Giudale: Se a pergunta é para políticas contracíclicas em geral, por exemplo, dobrar o investimento público, certamente não. Mas o estímulo social não custa muito. Na América Latina, gastamos entre 5% e 10% do PIB em subsídios. Um terço disso vai para os mais ricos. Temos muitos subsídios universais, como venda de eletricidade abaixo do custo ou universidades gratuitas. Os ricos ficam com um terço do total, o equivalente a triplicar os programas de transferência de renda. O Bolsa Família custa 0,5% do PIB no Brasil. Não é caro. Politicamente é difícil transformar benefícios gerais em localizados, mas essa é uma das oportunidade da crise. Como as necessidades são maiores e os recursos menores, o momento é propício, porque seguir subsidiando as classes ricas, quando as classes pobres sofrem, não é correto.
Valor: E as políticas anticiclícas tradicionais? Os governos da América Latina têm margem para isso?

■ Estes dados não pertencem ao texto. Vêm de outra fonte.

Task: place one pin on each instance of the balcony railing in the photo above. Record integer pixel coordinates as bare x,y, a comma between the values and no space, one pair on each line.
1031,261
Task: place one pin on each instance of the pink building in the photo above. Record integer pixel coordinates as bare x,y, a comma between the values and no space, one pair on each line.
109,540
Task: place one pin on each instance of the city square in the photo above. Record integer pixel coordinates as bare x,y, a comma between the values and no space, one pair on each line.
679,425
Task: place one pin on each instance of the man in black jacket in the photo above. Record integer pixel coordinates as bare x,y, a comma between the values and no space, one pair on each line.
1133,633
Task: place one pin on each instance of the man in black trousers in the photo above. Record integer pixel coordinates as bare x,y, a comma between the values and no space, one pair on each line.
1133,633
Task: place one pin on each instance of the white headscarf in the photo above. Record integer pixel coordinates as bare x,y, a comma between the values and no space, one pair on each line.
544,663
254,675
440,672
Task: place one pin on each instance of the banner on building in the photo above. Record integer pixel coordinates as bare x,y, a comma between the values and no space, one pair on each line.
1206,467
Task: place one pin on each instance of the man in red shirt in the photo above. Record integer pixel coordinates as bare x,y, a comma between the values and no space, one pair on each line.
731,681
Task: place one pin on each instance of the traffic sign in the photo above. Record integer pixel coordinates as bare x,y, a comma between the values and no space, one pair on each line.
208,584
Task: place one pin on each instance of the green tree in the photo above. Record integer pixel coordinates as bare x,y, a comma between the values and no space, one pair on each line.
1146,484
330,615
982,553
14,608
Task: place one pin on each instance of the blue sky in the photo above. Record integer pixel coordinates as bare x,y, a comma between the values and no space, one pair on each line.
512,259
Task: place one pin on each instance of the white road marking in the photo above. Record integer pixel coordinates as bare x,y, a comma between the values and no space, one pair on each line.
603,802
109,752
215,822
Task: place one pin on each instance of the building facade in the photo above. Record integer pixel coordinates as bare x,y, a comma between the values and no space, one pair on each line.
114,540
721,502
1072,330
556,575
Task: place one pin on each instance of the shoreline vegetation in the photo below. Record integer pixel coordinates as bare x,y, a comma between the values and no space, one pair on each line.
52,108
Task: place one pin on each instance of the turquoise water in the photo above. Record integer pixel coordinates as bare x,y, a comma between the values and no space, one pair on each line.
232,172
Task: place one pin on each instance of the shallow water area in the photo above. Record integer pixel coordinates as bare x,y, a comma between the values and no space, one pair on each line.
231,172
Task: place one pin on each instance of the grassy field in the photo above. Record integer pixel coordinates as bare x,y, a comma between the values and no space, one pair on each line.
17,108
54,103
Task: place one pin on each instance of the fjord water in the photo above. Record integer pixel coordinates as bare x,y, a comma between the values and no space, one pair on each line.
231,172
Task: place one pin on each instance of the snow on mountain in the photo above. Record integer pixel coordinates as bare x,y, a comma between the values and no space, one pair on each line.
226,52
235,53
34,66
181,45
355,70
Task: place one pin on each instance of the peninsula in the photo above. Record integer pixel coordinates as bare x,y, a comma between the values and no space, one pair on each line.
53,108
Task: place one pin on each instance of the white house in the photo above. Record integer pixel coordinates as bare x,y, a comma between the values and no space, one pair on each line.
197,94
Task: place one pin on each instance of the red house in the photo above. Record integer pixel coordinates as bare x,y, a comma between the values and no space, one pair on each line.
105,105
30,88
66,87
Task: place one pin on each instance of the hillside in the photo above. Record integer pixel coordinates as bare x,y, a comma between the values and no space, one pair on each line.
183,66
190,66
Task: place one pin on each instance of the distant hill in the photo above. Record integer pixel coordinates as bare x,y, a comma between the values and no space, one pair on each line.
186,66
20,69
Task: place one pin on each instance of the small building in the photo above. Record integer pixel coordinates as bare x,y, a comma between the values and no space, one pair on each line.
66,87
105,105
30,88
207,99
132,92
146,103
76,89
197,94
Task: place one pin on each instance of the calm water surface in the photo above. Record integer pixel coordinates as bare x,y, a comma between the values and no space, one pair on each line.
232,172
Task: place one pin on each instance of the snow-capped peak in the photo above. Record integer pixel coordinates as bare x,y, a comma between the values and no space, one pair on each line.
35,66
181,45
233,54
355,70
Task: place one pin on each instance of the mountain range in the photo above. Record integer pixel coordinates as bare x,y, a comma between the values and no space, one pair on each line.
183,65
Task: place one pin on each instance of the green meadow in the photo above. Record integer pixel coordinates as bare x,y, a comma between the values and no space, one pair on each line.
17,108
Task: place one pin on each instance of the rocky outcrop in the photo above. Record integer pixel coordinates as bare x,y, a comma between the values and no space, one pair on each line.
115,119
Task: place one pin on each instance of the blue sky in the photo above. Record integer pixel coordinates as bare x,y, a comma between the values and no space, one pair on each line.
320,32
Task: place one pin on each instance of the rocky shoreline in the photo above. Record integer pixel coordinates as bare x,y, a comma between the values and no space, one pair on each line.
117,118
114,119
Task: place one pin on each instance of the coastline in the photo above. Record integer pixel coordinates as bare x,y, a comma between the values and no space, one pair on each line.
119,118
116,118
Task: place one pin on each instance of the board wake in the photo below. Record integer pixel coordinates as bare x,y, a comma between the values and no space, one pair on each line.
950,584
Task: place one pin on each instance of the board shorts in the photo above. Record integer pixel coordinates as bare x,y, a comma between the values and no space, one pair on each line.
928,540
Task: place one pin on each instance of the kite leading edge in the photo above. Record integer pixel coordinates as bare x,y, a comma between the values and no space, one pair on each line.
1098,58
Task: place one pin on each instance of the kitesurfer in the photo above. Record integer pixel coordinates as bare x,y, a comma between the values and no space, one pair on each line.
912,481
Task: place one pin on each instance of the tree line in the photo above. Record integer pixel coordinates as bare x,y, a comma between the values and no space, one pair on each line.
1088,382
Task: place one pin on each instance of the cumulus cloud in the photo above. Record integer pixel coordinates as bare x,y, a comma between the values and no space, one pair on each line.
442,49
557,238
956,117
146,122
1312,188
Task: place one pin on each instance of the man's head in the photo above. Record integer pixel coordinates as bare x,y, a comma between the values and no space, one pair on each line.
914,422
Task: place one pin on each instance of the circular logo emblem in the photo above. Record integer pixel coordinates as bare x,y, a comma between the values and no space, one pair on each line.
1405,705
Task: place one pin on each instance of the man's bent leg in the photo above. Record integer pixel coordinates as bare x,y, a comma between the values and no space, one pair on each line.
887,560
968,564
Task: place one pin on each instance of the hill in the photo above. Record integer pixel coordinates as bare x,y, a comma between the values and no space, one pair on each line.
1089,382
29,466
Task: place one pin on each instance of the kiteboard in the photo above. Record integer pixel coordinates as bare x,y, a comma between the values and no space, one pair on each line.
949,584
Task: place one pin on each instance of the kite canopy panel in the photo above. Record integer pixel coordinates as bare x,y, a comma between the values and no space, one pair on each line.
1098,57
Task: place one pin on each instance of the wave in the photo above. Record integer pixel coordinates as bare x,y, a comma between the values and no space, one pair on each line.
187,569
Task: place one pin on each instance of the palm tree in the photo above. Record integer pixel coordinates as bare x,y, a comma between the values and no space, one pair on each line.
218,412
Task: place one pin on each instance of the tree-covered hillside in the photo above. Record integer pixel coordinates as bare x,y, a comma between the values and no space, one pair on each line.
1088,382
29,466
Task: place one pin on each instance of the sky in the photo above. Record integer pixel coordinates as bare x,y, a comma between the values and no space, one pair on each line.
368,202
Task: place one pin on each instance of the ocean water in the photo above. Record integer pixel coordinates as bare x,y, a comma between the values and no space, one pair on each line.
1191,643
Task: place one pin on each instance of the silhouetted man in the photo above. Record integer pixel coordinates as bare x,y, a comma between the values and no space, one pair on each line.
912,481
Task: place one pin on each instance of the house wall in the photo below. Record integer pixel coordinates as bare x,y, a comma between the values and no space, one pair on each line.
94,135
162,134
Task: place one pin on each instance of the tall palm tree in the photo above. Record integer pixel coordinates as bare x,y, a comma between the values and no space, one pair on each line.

Giudale: A resposta de política pública na América Latina tem que ser muito diferente do que vemos nos países ricos. Primeiro, é preciso preservar os ganhos sociais e evitar os custos irreversíveis. Temos que focar nisso, porque não temos seguro contra o desemprego e tampouco um sistema de aposentadoria que cubra a maioria. A maior parte da população está no mercado informal. Segundo, temos que estimular sem destruir. Não queremos acabar com os balanços fiscais que custamos tanto para alcançar, nem que obriguem o Banco Central a emitir dinheiro para pagar as contas públicas ou financiar o setor privado. Os EUA podem fazê-lo porque o mercado quer dólares, mas as moedas locais não têm a mesma demanda. Finalmente também não queremos nos endividar novamente. O estímulo tem que ser feito com cuidado e temos tempo para isso, porque a crise não nos atingiu tanto quanto os países ricos. Outro ponto que nos faz diferentes dos outros é que entramos na crise com uma série de reformas pendentes. E agora podemos usar a turbulência para acelerar as reformas. Este seria um bom momento, por exemplo, para tirar o investimento público da administração do caixa estatal. Nos anos 90, preocupados com a inflação, os países latino-americanos retiraram dos governos a capacidade de emitir moeda para se financiar, passaram essa responsabilidade para os BCs e colocaram metas de inflação. Agora que as pessoas perceberam que o investimento público é a maneira de reativar o crescimento vão querer tirar o investimento da administração do caixa para que não seja recortado ao fechar os orçamentos. Teríamos também meta de crescimento e não apenas de inflação e isso teria benefícios enormes. Se o objetivo do investimento público é somente crescer, não está ligado a recompensas políticas, compensações sociais ou regionais, você coloca os dólares onde gera mais investimento privado. O investimento deixaria de validar as ineficiências dos gastos correntes. Estamos muito longe disso, mas acredito a pressão da crise vai levar a América Latina a repensar o papel do investimento público.